This morning at around 3am UTC, one of our cloud servers had an issue, which caused the frontend of our website to go down. During this time nobody was able to access any Stacker portal.
At around 7:30am UTC, our engineering team noticed the problem, and had deployed a fix by around 8:00am UTC.
I want to apologise for this downtime. We take the uptime of our product really seriously, so this represents a major incident for us. Over the next week we’ll be puttting in measures to prevent this from happening in the future.
At around 2:45am UTC, one of Google Cloud’s node scheduler jobs removed one of the nodes from our production cluster. We’re still investigating to work out whether this was due to an error, or scheduled node upgrade.
We run on a multi-node cluster, so normally this wouldn’t have caused any incident as all the pods would have been evicted to that node and scheduled to a different one.
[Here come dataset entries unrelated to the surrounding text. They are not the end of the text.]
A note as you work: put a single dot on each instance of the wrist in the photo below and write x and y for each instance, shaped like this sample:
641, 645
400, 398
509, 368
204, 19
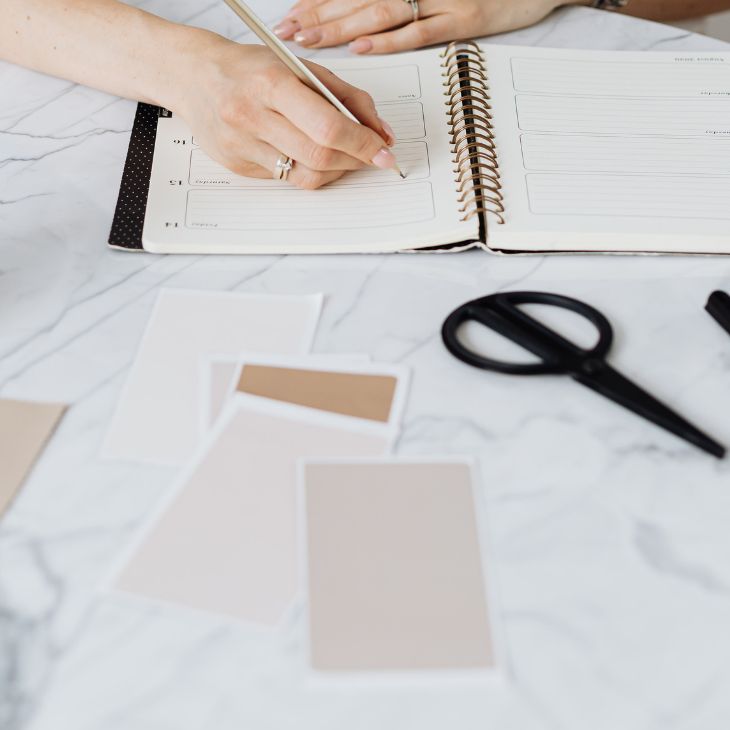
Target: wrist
187, 51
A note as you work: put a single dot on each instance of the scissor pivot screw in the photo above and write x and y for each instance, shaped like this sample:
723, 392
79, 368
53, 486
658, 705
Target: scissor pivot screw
592, 366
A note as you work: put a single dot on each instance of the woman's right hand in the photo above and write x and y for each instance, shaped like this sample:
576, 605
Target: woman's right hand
246, 108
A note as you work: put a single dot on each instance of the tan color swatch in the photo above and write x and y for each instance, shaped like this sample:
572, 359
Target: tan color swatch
25, 427
228, 541
360, 395
395, 575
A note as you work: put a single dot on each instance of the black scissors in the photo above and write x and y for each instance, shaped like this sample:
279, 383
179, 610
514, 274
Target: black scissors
502, 313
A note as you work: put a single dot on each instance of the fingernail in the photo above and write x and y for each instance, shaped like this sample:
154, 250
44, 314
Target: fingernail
308, 37
388, 130
385, 160
287, 28
361, 45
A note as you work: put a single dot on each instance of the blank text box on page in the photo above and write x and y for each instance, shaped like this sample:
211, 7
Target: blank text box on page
696, 117
594, 153
334, 208
621, 78
639, 196
394, 83
407, 120
412, 156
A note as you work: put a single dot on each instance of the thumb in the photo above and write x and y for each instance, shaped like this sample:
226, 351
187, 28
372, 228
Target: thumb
359, 102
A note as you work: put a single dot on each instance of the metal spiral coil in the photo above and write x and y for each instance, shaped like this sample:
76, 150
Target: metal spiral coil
471, 130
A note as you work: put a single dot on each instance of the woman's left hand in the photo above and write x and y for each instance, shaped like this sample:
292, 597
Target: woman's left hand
385, 26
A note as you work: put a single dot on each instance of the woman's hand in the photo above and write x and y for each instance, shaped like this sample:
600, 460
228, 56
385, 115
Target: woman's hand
246, 108
385, 26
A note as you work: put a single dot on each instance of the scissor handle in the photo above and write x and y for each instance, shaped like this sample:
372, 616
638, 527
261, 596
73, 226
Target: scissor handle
501, 313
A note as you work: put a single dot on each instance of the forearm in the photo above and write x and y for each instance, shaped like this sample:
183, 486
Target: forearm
100, 43
669, 10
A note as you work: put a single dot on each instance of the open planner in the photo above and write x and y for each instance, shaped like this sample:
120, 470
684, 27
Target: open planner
506, 148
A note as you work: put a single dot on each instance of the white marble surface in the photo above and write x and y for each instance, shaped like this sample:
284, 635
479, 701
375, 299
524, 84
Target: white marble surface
611, 545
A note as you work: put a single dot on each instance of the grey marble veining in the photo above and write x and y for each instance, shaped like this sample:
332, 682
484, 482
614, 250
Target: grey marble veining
610, 540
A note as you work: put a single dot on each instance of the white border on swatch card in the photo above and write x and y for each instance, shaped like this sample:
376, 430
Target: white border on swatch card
312, 361
163, 292
405, 679
242, 401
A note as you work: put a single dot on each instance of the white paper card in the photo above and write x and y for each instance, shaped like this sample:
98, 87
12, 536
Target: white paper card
157, 419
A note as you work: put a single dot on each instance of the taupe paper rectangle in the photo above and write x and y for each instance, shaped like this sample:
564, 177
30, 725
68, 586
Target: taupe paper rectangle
227, 541
25, 427
360, 395
395, 575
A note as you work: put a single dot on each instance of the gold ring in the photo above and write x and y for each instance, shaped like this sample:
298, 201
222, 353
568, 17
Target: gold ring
416, 10
284, 165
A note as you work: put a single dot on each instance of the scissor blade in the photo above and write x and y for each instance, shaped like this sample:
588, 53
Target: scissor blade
611, 384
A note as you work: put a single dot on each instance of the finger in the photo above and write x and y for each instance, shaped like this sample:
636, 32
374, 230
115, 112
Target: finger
359, 102
426, 32
314, 14
282, 135
379, 16
327, 126
327, 11
301, 175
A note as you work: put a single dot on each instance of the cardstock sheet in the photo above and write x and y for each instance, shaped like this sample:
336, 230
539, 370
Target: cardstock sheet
394, 569
25, 427
221, 375
226, 540
157, 419
360, 395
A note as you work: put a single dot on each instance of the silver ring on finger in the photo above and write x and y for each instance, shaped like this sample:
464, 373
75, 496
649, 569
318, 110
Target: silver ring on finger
284, 165
416, 10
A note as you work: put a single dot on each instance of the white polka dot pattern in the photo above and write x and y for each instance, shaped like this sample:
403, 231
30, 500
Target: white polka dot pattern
129, 216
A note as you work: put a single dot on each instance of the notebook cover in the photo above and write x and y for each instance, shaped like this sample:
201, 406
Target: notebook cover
128, 223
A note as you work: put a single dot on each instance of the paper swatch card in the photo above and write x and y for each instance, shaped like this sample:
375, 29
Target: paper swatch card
395, 577
157, 419
221, 378
25, 427
226, 540
358, 394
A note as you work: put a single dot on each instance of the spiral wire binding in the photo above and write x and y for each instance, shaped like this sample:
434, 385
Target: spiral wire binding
466, 87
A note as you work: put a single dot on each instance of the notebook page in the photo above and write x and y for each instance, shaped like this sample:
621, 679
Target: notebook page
197, 205
612, 151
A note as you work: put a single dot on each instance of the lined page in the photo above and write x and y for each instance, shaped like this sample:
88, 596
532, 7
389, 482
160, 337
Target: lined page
612, 150
197, 205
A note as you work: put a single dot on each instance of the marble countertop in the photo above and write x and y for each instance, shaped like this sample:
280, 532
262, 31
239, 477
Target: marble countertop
611, 539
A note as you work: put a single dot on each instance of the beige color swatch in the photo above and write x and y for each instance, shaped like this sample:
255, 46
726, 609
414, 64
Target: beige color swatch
25, 427
361, 395
227, 542
395, 576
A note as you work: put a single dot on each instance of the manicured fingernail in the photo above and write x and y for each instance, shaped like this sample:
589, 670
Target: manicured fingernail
388, 131
308, 37
361, 45
287, 28
385, 160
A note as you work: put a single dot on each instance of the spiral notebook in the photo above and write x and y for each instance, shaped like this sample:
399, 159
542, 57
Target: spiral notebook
505, 148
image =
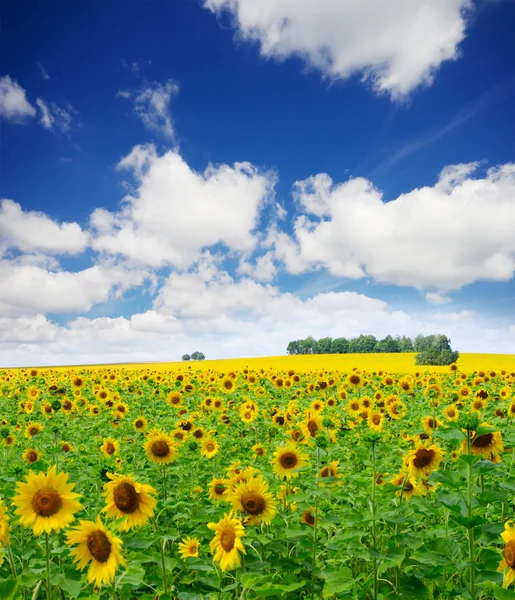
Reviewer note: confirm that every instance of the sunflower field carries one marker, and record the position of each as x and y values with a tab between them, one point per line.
187	482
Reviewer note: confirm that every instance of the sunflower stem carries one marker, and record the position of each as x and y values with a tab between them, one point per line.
472	576
315	529
47	553
373	511
162	544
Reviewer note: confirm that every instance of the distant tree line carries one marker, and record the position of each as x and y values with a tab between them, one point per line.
194	356
431	349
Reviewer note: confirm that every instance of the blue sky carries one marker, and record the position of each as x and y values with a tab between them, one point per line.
195	175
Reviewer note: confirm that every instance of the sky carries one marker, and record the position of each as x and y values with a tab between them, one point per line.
226	176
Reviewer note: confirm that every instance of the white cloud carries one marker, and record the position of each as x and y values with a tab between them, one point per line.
396	44
237	318
152	105
14	106
31	231
176	212
437	298
444	237
55	117
31	289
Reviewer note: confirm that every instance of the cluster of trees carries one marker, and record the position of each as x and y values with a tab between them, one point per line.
431	349
194	356
360	345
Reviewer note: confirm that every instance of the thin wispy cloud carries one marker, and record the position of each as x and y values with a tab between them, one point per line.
493	96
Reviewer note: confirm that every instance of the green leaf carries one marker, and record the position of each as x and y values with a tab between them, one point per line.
278	589
337	582
8	588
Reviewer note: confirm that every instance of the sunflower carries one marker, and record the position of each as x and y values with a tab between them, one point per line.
429	423
46	501
451	412
109	447
4	525
254	500
31	455
375	420
174	399
209	448
125	497
78	382
477	405
410	486
311	425
259	450
160	449
424	459
489	445
188	547
99	547
247	415
218	489
354	380
227	544
140	424
33	429
287	461
308	517
508	561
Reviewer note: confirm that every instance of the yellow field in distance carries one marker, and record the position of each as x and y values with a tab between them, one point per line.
394	363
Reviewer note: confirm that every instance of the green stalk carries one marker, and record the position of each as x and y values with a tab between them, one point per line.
472	576
162	544
47	552
373	510
315	529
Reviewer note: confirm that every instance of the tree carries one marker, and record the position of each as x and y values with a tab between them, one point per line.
405	344
324	346
340	346
388	344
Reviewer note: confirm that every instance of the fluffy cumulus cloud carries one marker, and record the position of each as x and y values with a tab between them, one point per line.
152	104
174	212
31	231
396	44
14	106
29	289
446	236
225	318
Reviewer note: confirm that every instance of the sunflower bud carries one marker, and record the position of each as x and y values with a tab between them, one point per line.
468	422
322	441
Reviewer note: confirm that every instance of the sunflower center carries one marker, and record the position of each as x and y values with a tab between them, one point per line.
160	448
312	428
99	546
288	460
126	498
509	554
483	441
310	518
46	502
423	458
253	503
227	539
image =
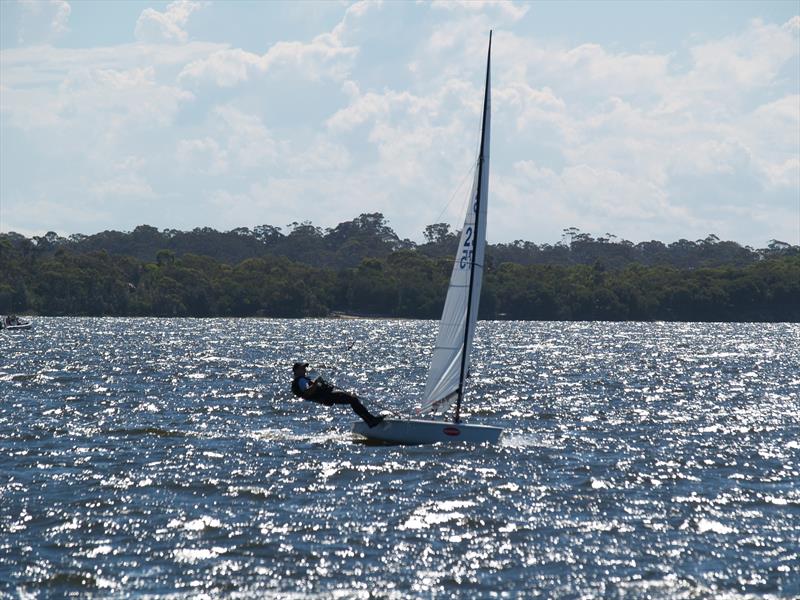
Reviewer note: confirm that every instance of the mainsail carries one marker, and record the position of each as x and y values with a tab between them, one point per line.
450	363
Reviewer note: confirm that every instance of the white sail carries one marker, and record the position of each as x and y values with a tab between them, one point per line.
457	326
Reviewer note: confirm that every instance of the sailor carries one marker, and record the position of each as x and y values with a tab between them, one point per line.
320	391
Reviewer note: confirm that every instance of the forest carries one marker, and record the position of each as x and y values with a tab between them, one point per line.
361	267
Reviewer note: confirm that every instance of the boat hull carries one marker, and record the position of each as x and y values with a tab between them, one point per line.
421	431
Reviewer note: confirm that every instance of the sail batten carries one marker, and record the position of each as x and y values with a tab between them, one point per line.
451	353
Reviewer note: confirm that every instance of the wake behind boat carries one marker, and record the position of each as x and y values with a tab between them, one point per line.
450	363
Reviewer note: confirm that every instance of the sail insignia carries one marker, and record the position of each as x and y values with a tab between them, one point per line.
451	355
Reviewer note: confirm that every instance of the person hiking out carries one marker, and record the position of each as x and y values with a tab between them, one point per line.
320	391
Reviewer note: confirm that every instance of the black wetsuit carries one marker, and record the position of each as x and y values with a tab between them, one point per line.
326	394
Unfortunately, the part of our frontend infrastructure that issues and stores SSL certificates has a requirement to all be on a single node, which we denote using a node label.
This meant that even though a new node was provisioned, there were no nodes that met the frontend pods' selection criteria, so they were not able to be scheduled.
This means that our front-facing web server was down, and unable to receive traffic from outside our cluster to either serve our frontend or respond to API requests.
At 7:58 UTC we had identified the issue and correctly applied the required label to the new node. By 8:00am UTC, the frontend was running again.
In order to mitigate this problem in the future, we will be changing how this part of our infrastructure is architected, to remove the requirement to have a single node for our persistent storage, which will allow node upgrades to occur without frontend downtime.
We will also be putting in some better monitoring and alerting, so that we’re able to respond to incidents like these much more quickly, even if we’re asleep when they’re happening.
* * *
Thank you all for your patience while we resolved this issue. This is well below the level of service we endeavour to provide, and so I’d like to apologise again for the downtime.
— Michael, CEO Stacker